Bantu knotsMichel Huet/Gamma-Rapho/Getty Images
Today the Bantu Knots style has been reinvented several ways. This hairstyle features small, coiled buns placed throughout the hair.
It is traditional African hairstyle created by the "bantu people" that spoke the bantu language. The term bantu is a generic name for more than 400 African ethnic groups. It is said to have originated centuries ago with the Zulu tribes. Covering a large part of southern & central Africa, this style has been around for over 100s of years. Passing down from generations to generations and offering a sense of pride and representation.
Braids are not just a style, but a form of art.
As one of the most common protective hairstyles to date, it is used to protect the hair from heat, damage and giving your natural hair a break from everyday styling.
Braids originated from African culture, 3500 BC. It was a unique way to identify a persons wealth, religion, age and marital status. Not only this, but it would be a time where people would socialise due to the amount of time it took to braid. Elders would braid their children's hair while others watched and learnt in the process.
Beads, feathers and other hair ornaments have also played an important part within the history of braids. Inspired by cowrie shells used in West Africa.
It was around the 1900s that the braided hairstyle would make its way around the world, and hugely popular in 2005 with the launch of YouTube where braided tutorials became more popular.
The Jheri Curl
Popularised my Micheal Jacksons Thriller album, the Jheri Curl has been known as a cultural staple for the Black community.
Introduced in the 1970s, the Jheri Curl provided a curly and glossy look that became very unique within its time.

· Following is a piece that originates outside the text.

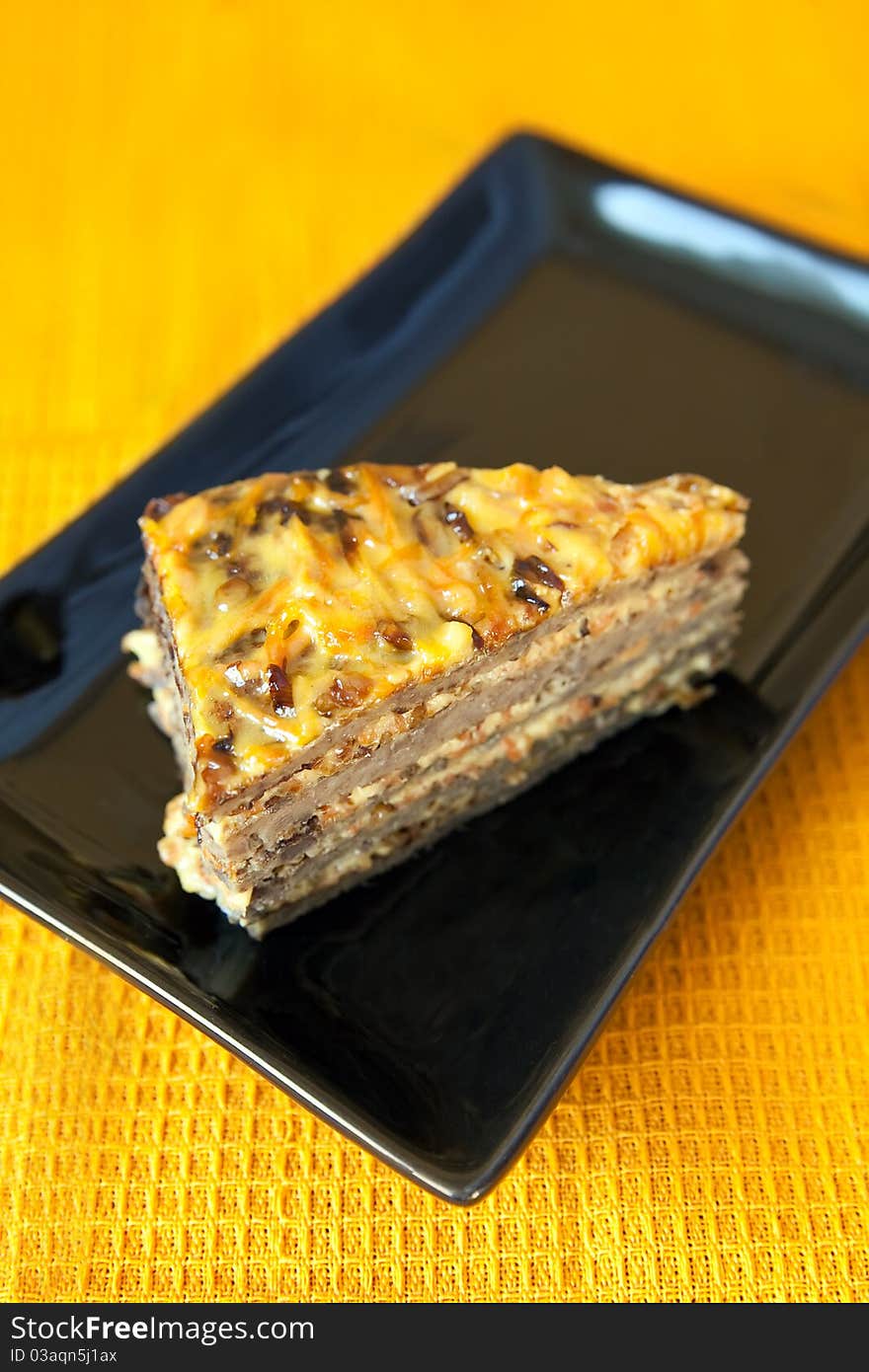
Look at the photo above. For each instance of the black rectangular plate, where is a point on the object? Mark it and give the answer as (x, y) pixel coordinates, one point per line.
(551, 310)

Original invented by Jheri Redding, an Irish - American hair care entrepreneur, his products created a two-step process that first softened the hair, then watched the curls form.
Even though Redding had created the Jheri Curl, it was Black entrepreneur Comer Cottrell who adapted the look for the Black community.
"Beauty is pain".
Has anyone else heard of this expression?
Before chemical treatments were a thing, using heat was a way many would use to get that sleek and straight look. First came the butter knife, then the hot comb and now the flat iron or straighteners.
African American women has always been challenged with the natural texture of their hair and what hair is acceptable in society, where in the 1950s, it was expected for Black women to straighten their hair.
Although the thought of sometimes having straight hair is nice, the chemical process of straightening Black hair isn't always comfortable. Beginning more than 100 years ago, the first hair relaxer was invented by Garret Augustus Morgan.
Whether you wear your hair naturally curly or in braids, invest in your your. It is the crown you will never take off. How do you like to wear your hair?